The Hormonal Mental Health Gap: Why Women Feel Everything More Deeply
- Talia Dali
- Mental Health & Hormones
And why it’s not in your head — it’s in your neurobiology.
If you have ever wondered why women feel, sense, and carry the world more intensely than men, let me reassure you:
it’s not your personality — it’s your physiology.
And no, this isn’t the classical, sexist “women are emotional” narrative.
This is the scientific one — the one that explains why so many women:
develop anxiety during puberty
feel “unravelled” before their period
experience sensory overload after childbirth
see ADHD symptoms explode in perimenopause
experience depression in their late 40s
become completely different humans post-menopause
As I wrote in “From Queen to a Puddle of Tears”, estrogen isn’t just a reproductive hormone — it’s a neuromodulator. It influences serotonin, dopamine, oxytocin, and GABA — the four messengers that determine how safe, connected, calm, and cognitively sharp you feel.
When estrogen fluctuates?
Everything fluctuates.
When progesterone drops?
Your internal brake system disappears.
When both crash (hello luteal phase)?
Your brain temporarily becomes… more dramatic than a Spanish telenovela.

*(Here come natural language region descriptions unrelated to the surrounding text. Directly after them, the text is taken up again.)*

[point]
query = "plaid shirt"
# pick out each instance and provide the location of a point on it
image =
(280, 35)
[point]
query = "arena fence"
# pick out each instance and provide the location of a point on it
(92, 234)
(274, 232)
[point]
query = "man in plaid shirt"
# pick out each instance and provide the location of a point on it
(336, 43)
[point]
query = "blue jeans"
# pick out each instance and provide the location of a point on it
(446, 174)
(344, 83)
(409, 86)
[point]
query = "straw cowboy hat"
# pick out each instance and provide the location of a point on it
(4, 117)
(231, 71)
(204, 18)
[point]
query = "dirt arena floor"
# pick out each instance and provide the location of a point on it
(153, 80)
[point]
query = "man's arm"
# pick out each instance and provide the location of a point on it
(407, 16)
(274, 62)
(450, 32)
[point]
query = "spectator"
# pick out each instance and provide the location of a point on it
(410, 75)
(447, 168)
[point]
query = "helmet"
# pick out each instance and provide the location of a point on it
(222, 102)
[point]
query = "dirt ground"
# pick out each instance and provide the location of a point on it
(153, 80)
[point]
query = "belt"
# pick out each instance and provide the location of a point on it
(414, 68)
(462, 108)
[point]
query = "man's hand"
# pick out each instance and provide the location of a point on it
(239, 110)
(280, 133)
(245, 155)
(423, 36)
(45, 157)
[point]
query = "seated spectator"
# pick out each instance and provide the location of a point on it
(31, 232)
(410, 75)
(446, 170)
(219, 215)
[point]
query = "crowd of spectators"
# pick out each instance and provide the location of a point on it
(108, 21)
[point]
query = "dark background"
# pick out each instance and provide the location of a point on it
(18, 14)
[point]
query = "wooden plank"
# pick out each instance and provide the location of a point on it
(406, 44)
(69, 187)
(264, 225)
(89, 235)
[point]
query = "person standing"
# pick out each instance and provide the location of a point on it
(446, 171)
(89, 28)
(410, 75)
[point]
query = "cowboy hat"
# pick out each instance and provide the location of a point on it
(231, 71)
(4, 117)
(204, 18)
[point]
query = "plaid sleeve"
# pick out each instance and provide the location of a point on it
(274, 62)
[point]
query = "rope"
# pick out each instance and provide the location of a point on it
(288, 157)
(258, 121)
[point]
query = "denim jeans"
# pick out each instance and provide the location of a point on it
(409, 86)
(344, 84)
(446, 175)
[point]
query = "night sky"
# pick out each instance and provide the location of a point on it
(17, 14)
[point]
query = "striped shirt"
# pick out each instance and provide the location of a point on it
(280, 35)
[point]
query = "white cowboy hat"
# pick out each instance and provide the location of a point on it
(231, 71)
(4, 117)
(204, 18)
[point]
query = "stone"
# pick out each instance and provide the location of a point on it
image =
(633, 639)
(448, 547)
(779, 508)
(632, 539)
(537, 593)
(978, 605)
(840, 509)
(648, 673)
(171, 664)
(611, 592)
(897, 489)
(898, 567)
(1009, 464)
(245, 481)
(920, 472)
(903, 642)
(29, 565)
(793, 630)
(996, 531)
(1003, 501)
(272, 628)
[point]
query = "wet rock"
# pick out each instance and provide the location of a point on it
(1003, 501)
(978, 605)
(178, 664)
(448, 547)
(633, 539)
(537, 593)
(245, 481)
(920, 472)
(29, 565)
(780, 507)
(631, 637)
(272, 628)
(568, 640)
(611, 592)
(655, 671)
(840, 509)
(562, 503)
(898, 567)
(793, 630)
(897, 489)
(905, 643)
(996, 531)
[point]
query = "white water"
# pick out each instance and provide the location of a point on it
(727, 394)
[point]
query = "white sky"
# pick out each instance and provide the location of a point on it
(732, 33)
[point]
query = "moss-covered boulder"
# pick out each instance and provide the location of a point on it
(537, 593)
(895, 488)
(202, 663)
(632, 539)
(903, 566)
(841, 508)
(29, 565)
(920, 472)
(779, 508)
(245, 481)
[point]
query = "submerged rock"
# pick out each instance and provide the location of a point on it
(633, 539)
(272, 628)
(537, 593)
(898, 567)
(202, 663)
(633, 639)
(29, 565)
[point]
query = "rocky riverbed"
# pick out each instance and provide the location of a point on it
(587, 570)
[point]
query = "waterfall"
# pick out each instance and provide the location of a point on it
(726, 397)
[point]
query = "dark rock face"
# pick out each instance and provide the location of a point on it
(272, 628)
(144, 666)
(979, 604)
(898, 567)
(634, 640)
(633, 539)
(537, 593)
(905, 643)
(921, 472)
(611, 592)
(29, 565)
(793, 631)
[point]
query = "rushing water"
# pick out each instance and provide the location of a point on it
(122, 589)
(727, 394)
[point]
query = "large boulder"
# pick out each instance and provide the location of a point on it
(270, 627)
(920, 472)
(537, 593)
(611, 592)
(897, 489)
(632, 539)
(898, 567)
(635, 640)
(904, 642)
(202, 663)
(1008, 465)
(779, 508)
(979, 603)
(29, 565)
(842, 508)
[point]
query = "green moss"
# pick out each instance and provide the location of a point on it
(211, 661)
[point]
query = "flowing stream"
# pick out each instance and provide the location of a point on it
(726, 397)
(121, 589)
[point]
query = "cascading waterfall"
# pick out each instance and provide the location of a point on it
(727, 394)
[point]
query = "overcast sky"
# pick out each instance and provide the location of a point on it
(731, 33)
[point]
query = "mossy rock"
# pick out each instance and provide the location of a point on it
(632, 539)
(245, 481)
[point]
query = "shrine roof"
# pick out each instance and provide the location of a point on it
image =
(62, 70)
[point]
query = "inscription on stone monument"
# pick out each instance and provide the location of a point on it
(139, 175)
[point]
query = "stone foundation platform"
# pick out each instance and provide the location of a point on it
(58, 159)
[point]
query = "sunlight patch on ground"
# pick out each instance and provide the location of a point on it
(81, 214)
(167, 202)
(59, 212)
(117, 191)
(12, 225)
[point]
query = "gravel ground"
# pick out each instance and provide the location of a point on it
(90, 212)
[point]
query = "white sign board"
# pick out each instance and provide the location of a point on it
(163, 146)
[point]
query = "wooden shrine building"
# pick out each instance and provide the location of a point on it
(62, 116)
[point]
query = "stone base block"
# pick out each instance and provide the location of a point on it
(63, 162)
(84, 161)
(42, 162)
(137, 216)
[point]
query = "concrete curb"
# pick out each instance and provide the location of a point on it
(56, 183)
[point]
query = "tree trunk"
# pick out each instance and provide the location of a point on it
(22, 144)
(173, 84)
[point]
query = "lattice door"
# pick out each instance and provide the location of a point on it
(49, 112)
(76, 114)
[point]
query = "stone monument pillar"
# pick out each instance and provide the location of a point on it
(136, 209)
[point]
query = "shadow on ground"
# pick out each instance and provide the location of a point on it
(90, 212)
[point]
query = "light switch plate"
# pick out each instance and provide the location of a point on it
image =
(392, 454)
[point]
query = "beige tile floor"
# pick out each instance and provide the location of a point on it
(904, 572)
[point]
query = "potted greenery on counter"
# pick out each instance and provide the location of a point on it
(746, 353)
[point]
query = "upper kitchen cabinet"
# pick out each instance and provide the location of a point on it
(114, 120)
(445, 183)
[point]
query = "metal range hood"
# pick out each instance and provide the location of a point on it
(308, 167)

Why Women Struggle More with Anxiety, Depression, and Neurodivergent Traits
Globally, women are:
2× more likely to experience anxiety (WHO, 2021)
2× more likely to develop depression
3–4× more likely to experience autoimmune-related neuroinflammation
more likely to be misdiagnosed as “emotional,” “stressed,” or “burnt out” instead of neurodivergent
And here is the irony:
Women are not more fragile.
Women simply have more moving hormonal parts.
Our brain chemistry shifts:
every month (menstrual cycle)
every pregnancy
every postpartum period
every perimenopausal year
every major life stressor
Compare that to men, whose hormonal profile looks like a flat line on a graph.
Of course we feel things differently.
A Client Story (shared with permission)
This week’s testimony could not be more timely. It captures exactly what millions of women experience silently — especially neurodivergent women:
“Perimenopause intensified my ADHD and nothing I tried (and I did try quite a number of things) seemed to be of any help. Before my first appointment with Talia, I had promised myself that if the treatment still didn’t change any of my symptoms, I would ask my general practitioner for a brain scan as something felt so wrong. On bad period days, finishing a sentence correctly and finding my words felt like an impossible challenge. Thanks to Talia and her magic needles as well as the different supplements, I no longer fear a brain tumor. I can think clearly and my energy and moods are stabilized. Being able to talk to someone who understood what I was experiencing and who had the right tools to help has been such a relief.”
Her story is even more powerful considering that her closest friend recently died by suicide — a tragedy tragically mirrored in many neurodivergent women, especially when hormonal storms hit.
This is why female-specific care matters.
This is why correct diagnosis matters.
This is why we must talk about hormones + mental health together.
PMS/PMDD: The Monthly Mental-Health Crash No One Talks About
Up to 75% of women experience PMS.
Between 3–8% experience PMDD — a condition so intense it can trigger:
depressive episodes
intrusive thoughts
rage
suicidal ideation
PMDD is not “severe PMS.”
It’s a neurohormonal disorder.
Your PMS & PMDD Guide explains this beautifully with your “phase glitch” model — the perfect visual explanation for why the luteal phase becomes a mental health trap:
estrogen drops too fast
progesterone can’t stabilize the brain
prostaglandins trigger inflammation
serotonin decreases
the brain becomes hypersensitive to stress
Women with PCOS, endometriosis or adenomyosis (as I explained in “How PMS Feels Different…”) can experience even more intense symptoms because of inflammation, insulin resistance or estrogen dominance.
The Neurodivergence–Hormone Link
Recent research suggests:
ADHD symptoms worsen when estrogen drops
autistic women mask more effectively until perimenopause
sensory processing issues intensify during luteal phase
dopamine dysregulation is hormonally sensitive
This explains why perimenopause often becomes the moment when women finally say:
“I can’t function like this anymore.”
It’s not a breakdown.
It’s a revealing.
Your brain is no longer able — or willing — to compensate.